The David Bindman Ensemble will be in residence at UMASS Dartmouth during the week of April 1-6. The group will participate in a diverse range of activities, including classes, concerts, and collaborations with students and members of the community.
The David Bindman Ensemble will be in residence at UMASS Dartmouth during the week of April 1-6. The group will participate in a diverse range of activities, including classes, concerts, and collaborations with students and members of the community.
The ensemble performs original compositions by the saxophonist/leader. Many of these works are expansive narrative suites that explore rich layers of rhythmic and harmonic complexity, adapting elements from world music traditions, and drawing on the improvisational voices of the group's members.
During the residency, the group will perform and interact with students in many ways: collaborating with visual artists in real time to create work, interacting with students in theory, improvisation, composition, and electronic music classes. Throughout the week the ensemble will be playing works from their repertoire and unveiling new ones.
David Bindman Ensemble Performances
Tuesday, April 2 at 12:30 p.m. CVPA, room 153
Music Department Recital Series
Wednesday, April 3 at 8 p.m., CVPA room 104;
Rick Britto performance Jazz Session Series
with young artists in concert and session
Thursday, April 4, 4:30 p.m. auditorium
UMD Chancellor Divina Grossman inauguration
Friday afternoon, April 5, 2-4 p.m., Unity House
with poets at the Frederick Douglass
Friday night, April 5, 8 p.m., Wamsutta Club, New Bedford
Concert to benefit YWCA, sponsored by Neal Weiss and Whaling City Sound
Saturday, April 6, 8 p.m., St. Paul's United Methodist church corner of Kempton Street and Rockdale Avenue, New Bedford. UMass Dartmouth gospel choir directed by Professor Wes Brown, with the David Bindman Ensemble
Following the 2012 release of Sunset Park Polyphony, the group has received critical acclaim; critic Mike Shanley describes the music as 'a new forceful strain of jazz' while Sergio Picirilli writes that 'David Bindman completes here a successful creative circle born of his curiosity to understand the world.'
The group draws on long collaborations and newer connections. Bindman, bassist Wes Brown and drummer royal hartigan have been collaborating for 30 years. They have made numerous recordings together, including hartigan's Blood Drum Spirit: Live in China, Talking Drum's Some Day Catch Some Day Down, numerous works by Fred Ho, and most recently Bindman's 2-disc Sunset Park Polyphony.

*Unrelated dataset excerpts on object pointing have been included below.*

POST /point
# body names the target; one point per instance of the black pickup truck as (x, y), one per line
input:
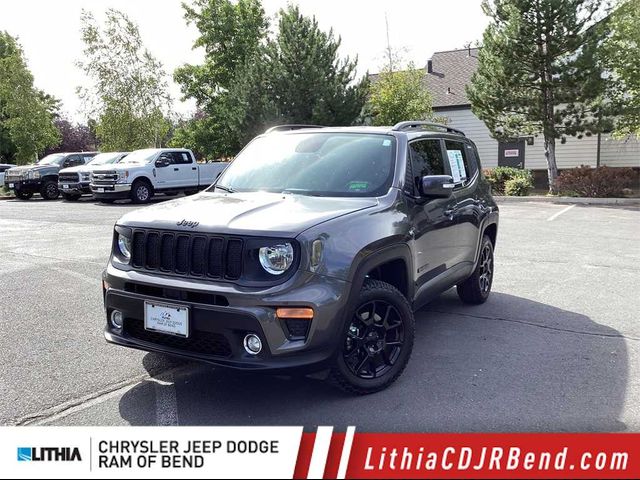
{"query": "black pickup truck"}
(42, 177)
(311, 252)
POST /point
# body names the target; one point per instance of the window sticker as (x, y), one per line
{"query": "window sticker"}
(458, 172)
(358, 186)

The quartet Blood Drum Spirit, joined by pianist Hirahara, have performed and conducted workshops in China and the Philippines.

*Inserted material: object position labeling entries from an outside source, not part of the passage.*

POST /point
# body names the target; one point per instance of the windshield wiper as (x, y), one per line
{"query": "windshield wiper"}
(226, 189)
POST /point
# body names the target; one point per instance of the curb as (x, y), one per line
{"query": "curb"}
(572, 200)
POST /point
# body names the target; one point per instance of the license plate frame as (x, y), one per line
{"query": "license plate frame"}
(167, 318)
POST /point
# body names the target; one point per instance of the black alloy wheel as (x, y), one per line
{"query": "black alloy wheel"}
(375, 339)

Following a decade co-leading of the Brooklyn Sax Quartet, Bindman formed the ensemble in 2008 to perform a series of suites in community concerts in Brooklyn. He created works drawing on the sights and sounds close to home and on journeys of discovery and transformation; among the group's pieces, the album's title work Sunset Park Polyphony draws on Indian raga (modes) and tala (time cycles), while the multi-movement Landings Suite follows the fictional odyssey of an adventurer turned environmentalist and teacher.

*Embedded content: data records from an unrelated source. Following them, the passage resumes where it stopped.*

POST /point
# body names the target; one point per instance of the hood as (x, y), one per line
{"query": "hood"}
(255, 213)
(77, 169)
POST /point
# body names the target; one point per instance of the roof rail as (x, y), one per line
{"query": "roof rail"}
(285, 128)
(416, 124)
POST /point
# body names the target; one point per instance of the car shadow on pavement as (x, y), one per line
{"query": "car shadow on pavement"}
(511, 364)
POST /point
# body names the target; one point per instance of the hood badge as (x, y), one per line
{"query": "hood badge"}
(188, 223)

Frank London, the group's trumpeter, leads the Klezmatics and is a leader in the downtown "radical Jewish music" scene in New York. Israeli-born trombonist Reut Regev leads her group R* Time with her husband Igal Foni, performing often in Europe. Wes Brown, who teaches bass and leads the UMD Gospel Choir, toured the world with legendary pianist Earl "Fatha" Hines, among many others. Art Hirahara, originally from the San Francisco bay area, leads his trio and is a freelance pianist in New York who performs around the world. royal hartigan has been teaching at UMD for 13 years, where he has helped build a program that includes West African drumming and dance and Javanese Gamelan, in addition to jazz.